Card networks only allow federally-regulated banks to issue payment cards. Apto has partnered with an issuing bank to complete card issuance on their behalf. In this capacity, we act as ‘Processor’, with our partner bank remaining the federally-regulated banking entity.
In short, we make the issuing bank easier to work with by offering innovative card programs and providing a technology layer that makes integrating with the bank’s capabilities straightforward.
Here’s how this relationship works when a cardholder makes a debit card purchase at a physical POS:
- The acquiring bank routes the transaction to the correct payment card network, and the network routes the transaction to Apto.
- We authorize or decline the transaction based on the rules prescribed in your card program. For example, we check the balance available in a cardholder’s account.
- If the transaction is approved, we route the transaction to the issuing bank, who ultimately debits the cardholder’s account to complete the purchase.
A similar role is played on the other side of the card networks by payment facilitators. These entities partner with acquiring banks and interface with merchants to help them accept payment card transactions.
Authorization
Every “card swipe” or online purchase made by a cardholder corresponds to one transaction in our system and in the merchant’s system. Each of these transactions can be updated multiple times by the merchant before it’s finally completed.
Transactions can be loosely broken down into two processing types: those for which multiple authorizations are made before capture, and those for which authorization and capture occur in the same transaction message.
- Many Authorizations and Capture - When a card is first swiped, the merchant is requesting that a hold be placed on the cardholder’s account to reserve funds to cover the transaction when it ultimately settles. After an authorization is made, the merchant can attempt to update the total amount held on the transaction many times. However, when the merchant is finally ready to “settle up” with the cardholder, they will send one capture message, which completes the transaction. This capture message is typically for an amount lower than that initially held on the account, though it may also be higher. Whatever amount is ultimately captured will be transferred to Apto’s settlement account, where it will be collected by the card networks during their next settlement sweep.

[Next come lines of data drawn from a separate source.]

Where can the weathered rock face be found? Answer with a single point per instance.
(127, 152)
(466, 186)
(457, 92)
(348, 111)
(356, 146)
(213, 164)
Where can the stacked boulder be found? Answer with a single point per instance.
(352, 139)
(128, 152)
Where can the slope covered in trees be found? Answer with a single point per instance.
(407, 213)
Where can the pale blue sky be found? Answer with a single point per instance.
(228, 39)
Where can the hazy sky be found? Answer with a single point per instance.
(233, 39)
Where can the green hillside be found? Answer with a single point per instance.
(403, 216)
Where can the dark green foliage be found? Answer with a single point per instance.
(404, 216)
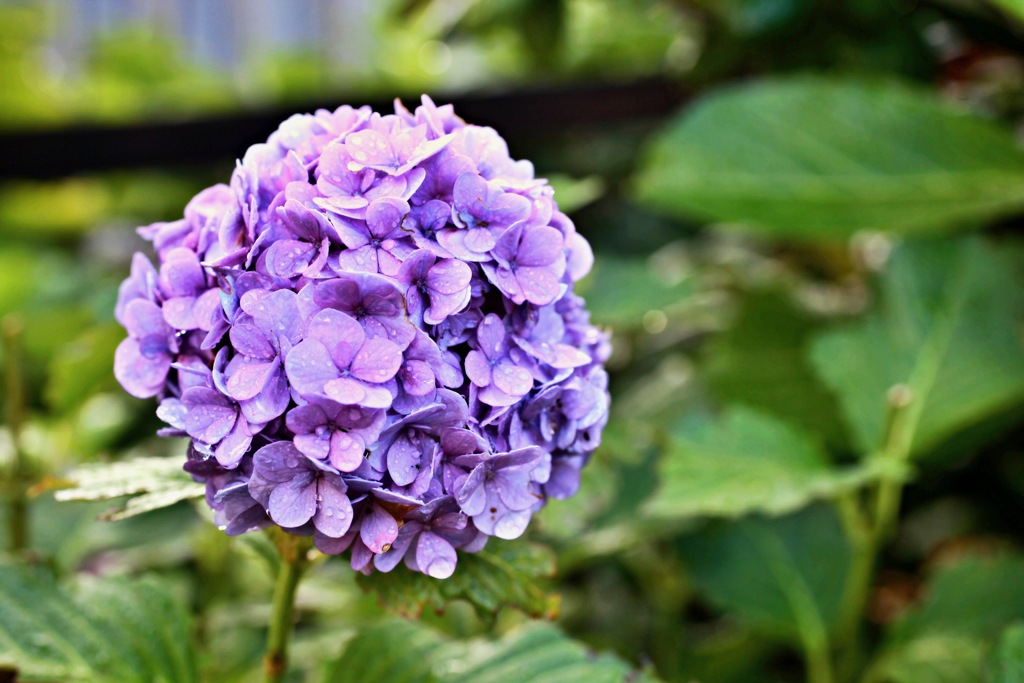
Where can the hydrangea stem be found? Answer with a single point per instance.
(14, 390)
(293, 552)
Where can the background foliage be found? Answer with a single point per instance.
(812, 271)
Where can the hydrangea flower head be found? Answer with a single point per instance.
(370, 337)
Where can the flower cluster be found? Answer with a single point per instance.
(370, 336)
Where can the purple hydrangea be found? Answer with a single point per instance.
(371, 337)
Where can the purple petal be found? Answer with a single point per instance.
(435, 556)
(471, 495)
(491, 337)
(403, 461)
(271, 401)
(417, 378)
(346, 390)
(141, 376)
(312, 445)
(477, 369)
(449, 276)
(293, 503)
(249, 380)
(540, 246)
(539, 285)
(378, 528)
(334, 510)
(305, 419)
(211, 416)
(289, 258)
(249, 340)
(346, 451)
(377, 360)
(309, 367)
(384, 216)
(514, 491)
(340, 334)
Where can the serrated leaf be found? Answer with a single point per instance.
(110, 631)
(153, 483)
(512, 574)
(819, 158)
(761, 360)
(395, 651)
(945, 328)
(747, 462)
(403, 652)
(783, 575)
(1008, 659)
(620, 291)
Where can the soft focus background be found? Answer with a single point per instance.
(806, 216)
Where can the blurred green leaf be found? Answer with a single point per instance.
(945, 328)
(943, 658)
(1008, 662)
(394, 651)
(783, 575)
(511, 575)
(747, 462)
(813, 158)
(109, 630)
(761, 360)
(572, 194)
(976, 596)
(620, 291)
(1014, 7)
(83, 367)
(152, 482)
(946, 636)
(402, 652)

- Single Authorization and Capture - When a card is first swiped, a single message indicates that the merchant is requesting that funds are captured from the user. In this scenario, no hold is ever placed on the cardholder’s account. This message affects settlement.

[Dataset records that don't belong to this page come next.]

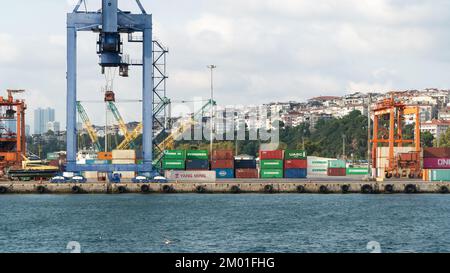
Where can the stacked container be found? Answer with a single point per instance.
(197, 160)
(174, 160)
(272, 166)
(124, 157)
(295, 164)
(337, 168)
(223, 163)
(246, 169)
(436, 164)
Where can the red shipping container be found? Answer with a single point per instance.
(436, 163)
(223, 155)
(296, 164)
(247, 173)
(275, 155)
(222, 164)
(337, 172)
(405, 157)
(436, 153)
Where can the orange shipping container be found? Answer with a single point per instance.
(104, 156)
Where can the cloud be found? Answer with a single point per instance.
(8, 49)
(265, 50)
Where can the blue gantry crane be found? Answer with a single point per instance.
(109, 23)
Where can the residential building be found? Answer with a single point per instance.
(435, 127)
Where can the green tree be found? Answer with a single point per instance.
(444, 140)
(427, 139)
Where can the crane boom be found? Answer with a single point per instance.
(88, 126)
(122, 125)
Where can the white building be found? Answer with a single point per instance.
(53, 126)
(435, 127)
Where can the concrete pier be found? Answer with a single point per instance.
(231, 186)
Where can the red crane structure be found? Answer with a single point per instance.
(12, 131)
(389, 118)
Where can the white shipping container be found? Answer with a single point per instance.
(127, 175)
(91, 175)
(203, 176)
(384, 151)
(123, 161)
(124, 154)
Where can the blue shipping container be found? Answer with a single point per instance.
(96, 162)
(245, 164)
(197, 164)
(225, 173)
(295, 173)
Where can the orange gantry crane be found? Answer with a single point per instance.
(12, 131)
(389, 117)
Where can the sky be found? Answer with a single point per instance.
(265, 50)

Note - Apto has the option to decline these authorization and authorization-and-capture requests as they are received.
Transactions also contain one of two states—Pending and Complete—that indicate whether a transaction is finalized for settlement.
- Pending transactions are still in the authorization phase, and are expected to be adjusted by the merchant.

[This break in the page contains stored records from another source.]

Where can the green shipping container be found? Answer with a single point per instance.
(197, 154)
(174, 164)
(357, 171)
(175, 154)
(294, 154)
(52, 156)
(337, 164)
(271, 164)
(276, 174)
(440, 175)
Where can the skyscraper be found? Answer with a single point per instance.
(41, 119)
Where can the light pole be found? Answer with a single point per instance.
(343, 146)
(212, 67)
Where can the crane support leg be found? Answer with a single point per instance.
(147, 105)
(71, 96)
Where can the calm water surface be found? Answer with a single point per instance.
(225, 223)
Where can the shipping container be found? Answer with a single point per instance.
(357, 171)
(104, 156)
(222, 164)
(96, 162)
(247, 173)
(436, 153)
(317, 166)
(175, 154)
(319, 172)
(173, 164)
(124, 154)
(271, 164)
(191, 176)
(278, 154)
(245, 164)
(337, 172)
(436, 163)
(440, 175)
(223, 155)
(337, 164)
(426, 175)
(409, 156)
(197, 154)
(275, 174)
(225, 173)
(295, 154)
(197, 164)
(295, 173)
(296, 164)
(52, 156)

- Complete transactions are considered to be finalized, with no further changes by the merchant before the next day’s settlement (where the funds are sent to the merchant).
Technically, a completed transaction can still be adjusted by the merchant, although these cases are rare, and most networks are deprecating this functionality. In certain cases, adjustments to completed transactions can also be caused by upstream timeouts.
Transactions also contain a type, such as purchase, withdrawal, or return. Apto uses the type to determine whether the transaction credits or debits funds.
Fraud detection
Apto uses a built-in fraud detection engine and fraud case management tools to provide adequate controls over potential fraud with the flexibility to apply different strategies in real time. There are different categories and checks available to restrict authorizations on a per-program basis, per-cardholder basis, as well as at a card level. These pre-authorization rules cover the entire card life including: Know Your Customer (KYC), AML, suspicious patterns, and non-financial fraud patterns.
The Apto team works with fraud analysts to apply the best possible fraud prevention settings, ensuring maximum protection with the least customer impact.